Monday, Dec. 05, 1938
Insulated Justice
Associate Justice Owen Josephus Roberts of the U. S. Supreme Court last week summoned circuit and district court judges of the Third Circuit to a conference at Atlantic City. There he discussed with them an impending change in the relation of U. S. courts to the U. S. Government.
Up to now, U. S. judges have had to look for money to the Department of Justice, whose fiscal 1938 budget includes some $18,000,000 for the Judiciary. Since the Department has more cases in those courts than any other agency or person, judges and lawyers alike have long felt there was something vaguely improper about this procedure. Chief Justice Charles Evans Hughes was for a bill introduced in the last Congress to set up a separate court budget. Then he reconsidered, quashed the measure. What gave him pause was the awful thought that a comptroller appointed by him might some day turn crook and thus impugn the Supreme Court itself.

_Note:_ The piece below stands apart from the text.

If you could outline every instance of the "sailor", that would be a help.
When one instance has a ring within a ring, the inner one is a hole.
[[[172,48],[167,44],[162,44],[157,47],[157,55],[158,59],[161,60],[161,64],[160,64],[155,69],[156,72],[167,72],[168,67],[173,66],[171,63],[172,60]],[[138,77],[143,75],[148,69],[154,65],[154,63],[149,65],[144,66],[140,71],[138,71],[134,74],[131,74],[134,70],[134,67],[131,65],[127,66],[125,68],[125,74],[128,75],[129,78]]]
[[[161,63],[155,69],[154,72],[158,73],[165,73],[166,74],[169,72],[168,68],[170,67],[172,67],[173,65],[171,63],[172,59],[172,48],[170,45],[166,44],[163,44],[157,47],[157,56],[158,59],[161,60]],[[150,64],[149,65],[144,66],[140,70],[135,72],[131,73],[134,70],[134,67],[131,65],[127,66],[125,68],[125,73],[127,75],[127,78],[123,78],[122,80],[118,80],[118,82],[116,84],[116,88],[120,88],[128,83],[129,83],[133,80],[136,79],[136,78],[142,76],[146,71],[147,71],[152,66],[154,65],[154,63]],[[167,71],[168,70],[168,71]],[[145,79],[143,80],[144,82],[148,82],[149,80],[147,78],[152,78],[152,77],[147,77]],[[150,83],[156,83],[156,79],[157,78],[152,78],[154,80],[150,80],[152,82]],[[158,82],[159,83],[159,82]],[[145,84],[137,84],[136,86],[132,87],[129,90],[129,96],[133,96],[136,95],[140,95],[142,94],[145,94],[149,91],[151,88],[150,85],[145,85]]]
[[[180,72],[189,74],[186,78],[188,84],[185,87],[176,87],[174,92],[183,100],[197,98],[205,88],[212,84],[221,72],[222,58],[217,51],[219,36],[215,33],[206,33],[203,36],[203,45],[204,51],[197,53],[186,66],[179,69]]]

Mr. Hughes's qualms have lately been eased. A committee of eminent judges and attorneys (including President Arthur T. Vanderbilt of the snooty Judiciariat Society) has drawn up a compromise whereby the U. S. Judiciary's financial officer will be safely insulated from the Supreme Justices. Senator Henry Fountain Ashurst expects to have this measure passed soon after Congress meets in January. The judges therefore must figure their need for the coming fiscal year, and Justice Roberts asked those in his bailiwick to do so last week. Other justices presumably will do likewise in the circuits where they oversee legal business.